Puget Sound ports facing challenges

The U.S. economic slowdown has cut the demand for Asian imports, reducing container traffic, and competition from other West Coast ports is heating up.

By Drew DeSilver
Seattle Times business reporter

Like one grazing brontosaur after another, the giant cranes lined up at the ports of Seattle and Tacoma to pluck multicolored shipping containers from massive cargo ships. The steel containers, filled with everything from electronic gadgets to running shoes, are as likely to travel to Chicago as Chehalis; once they’re gone, hundreds more sitting in nearby yards will be loaded and shipped the other way, to Asia.
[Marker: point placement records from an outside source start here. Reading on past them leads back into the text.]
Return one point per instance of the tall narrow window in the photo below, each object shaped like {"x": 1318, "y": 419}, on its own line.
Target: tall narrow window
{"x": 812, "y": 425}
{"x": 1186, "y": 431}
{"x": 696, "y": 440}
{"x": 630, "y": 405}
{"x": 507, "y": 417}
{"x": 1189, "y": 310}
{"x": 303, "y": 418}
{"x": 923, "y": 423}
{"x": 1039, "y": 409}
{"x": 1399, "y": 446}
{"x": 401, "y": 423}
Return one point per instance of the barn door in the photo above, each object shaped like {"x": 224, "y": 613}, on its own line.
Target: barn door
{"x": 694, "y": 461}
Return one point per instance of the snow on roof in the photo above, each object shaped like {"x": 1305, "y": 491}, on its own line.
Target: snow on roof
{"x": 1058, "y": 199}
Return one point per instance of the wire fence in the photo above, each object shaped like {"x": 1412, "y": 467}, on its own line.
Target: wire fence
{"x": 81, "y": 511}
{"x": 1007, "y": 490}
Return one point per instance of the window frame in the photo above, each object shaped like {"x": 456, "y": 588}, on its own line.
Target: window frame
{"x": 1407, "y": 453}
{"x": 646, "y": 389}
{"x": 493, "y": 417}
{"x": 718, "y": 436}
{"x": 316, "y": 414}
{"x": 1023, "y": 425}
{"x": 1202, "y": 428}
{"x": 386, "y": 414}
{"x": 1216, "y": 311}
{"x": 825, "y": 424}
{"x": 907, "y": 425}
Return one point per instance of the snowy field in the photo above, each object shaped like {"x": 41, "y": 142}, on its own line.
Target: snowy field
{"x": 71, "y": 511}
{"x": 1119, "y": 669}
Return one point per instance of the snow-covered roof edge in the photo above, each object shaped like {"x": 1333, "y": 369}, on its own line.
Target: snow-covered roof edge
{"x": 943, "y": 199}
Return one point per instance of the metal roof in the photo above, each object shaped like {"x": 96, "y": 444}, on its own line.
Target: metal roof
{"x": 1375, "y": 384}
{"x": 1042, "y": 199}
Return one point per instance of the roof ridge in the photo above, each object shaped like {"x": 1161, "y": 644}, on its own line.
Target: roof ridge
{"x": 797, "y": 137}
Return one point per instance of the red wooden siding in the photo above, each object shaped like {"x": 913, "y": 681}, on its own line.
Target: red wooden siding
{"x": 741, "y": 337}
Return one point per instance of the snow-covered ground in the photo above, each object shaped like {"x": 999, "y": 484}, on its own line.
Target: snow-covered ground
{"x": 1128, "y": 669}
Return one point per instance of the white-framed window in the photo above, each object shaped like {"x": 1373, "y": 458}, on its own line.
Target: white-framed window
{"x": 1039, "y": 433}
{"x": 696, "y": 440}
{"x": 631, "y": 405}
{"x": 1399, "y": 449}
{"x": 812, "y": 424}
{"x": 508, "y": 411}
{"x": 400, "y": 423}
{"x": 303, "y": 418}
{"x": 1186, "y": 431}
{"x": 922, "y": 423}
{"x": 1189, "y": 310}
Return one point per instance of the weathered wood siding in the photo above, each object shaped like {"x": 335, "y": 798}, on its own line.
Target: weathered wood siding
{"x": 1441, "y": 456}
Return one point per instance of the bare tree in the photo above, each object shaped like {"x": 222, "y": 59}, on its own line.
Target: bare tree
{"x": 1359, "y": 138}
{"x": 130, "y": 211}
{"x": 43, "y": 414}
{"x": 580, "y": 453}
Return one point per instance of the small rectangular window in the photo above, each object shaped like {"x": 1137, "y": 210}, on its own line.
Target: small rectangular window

By year’s end, nearly 4 million TEUs of cargo will have moved through the ports of Seattle and Tacoma. (TEU stands for 20-foot-equivalent unit, a standard measurement of containerized cargo; one TEU can hold 43,500 apples, 8,928 frozen chickens or 616 Christmas trees.)

Together — which is how people in the shipping business often think of them — the two Puget Sound ports are the third-largest container center in North America, and the second-largest on the West Coast.

But the activity is deceiving. The two ports face both immediate and longer-term threats to their plum positions in West Coast shipping — and to the thousands of well-paying jobs each port directly and indirectly supports.